Of course showtime didn’t approach the band to use the title in the first place because generally band’s do not own the title or names of their albums or songs. Not only did the Chili Peppers take issue with the name of the show, but actress Rachel Miner who played a secretary named Dani California, which is the name of a Chili Peppers song found on their 2006 album as well as a character whose been referenced on several of the group’s other songs as well. It would be ironic that the Chili Peppers song Dani California was accused by some of ripping off the Tom Petty song Mary Jane’s last dance, which came out 13 years prior. Both songs were produced by Rick Rubin. Interestingly enough, I’ve done a whole video on the similarity.
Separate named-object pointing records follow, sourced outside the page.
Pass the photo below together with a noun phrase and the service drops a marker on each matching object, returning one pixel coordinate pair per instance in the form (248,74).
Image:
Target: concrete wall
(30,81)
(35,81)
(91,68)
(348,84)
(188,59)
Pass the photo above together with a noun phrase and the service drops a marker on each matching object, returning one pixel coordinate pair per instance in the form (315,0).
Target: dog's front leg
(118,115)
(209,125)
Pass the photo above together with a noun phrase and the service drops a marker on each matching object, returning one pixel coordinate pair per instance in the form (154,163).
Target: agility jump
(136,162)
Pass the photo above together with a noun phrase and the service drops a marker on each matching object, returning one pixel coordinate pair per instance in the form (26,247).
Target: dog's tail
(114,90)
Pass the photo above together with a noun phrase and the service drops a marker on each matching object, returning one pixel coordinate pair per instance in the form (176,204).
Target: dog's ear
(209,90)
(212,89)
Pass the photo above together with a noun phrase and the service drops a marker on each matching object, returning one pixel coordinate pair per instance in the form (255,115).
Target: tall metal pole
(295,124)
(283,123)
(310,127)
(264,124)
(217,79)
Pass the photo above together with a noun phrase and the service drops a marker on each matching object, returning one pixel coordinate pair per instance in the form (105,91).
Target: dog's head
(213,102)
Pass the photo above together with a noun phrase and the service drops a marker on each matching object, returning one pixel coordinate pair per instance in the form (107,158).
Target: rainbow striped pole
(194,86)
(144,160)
The link is below! The Chili peppers lawsuit alleged unfair competition, dilution of the value of the name and unjust enrichment with Frontman Anthony Keidis claiming that the title is and i quote “inherintly distinctive, famous and immediately associated in the mind of the consumer. For some TV Show to come along and steal our identity is not right. ” The lawsuit also claimed that at the time if people searched itunes using the word californication the store retrieves the band’s music and TV show’s compilation albums. So where did the shows title even come from? Well according to the show’s creator Tom Kapinos he claimed he first heard the word californication in reference to the state of Oregon.
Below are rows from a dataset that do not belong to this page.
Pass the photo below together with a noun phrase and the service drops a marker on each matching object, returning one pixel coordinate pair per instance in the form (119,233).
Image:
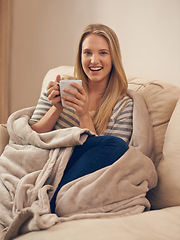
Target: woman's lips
(95,69)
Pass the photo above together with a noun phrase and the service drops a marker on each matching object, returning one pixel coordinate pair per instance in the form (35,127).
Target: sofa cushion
(167,192)
(160,98)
According to the Associated Press Kapinos claimed “Apparently in the 70’s there was a bumper stick that said ‘Don’t californicate oregon’ because californians were coming up there and i just thought it was a great, great title for the show” . Looking at what’s going on now with people leaving california in droves for other states like nevada or texas and given that my brother live in houston i’ve heard similar things being thrown around these days. Showtime also claimed that the band never created the term pointing to a Time Magazine issue in 1972 with the headline The Great Wild Californicated West. The Canadian band Rheostatics also released an album called Whale Music in 1992 with a song called California Dreamline. In that song the word californication appears in the lyrics. You’re maybe wondering so can bands actually trademark their albums or songs? So a general rule is that names of songs or bands can’t be trademarked, but there are exceptions.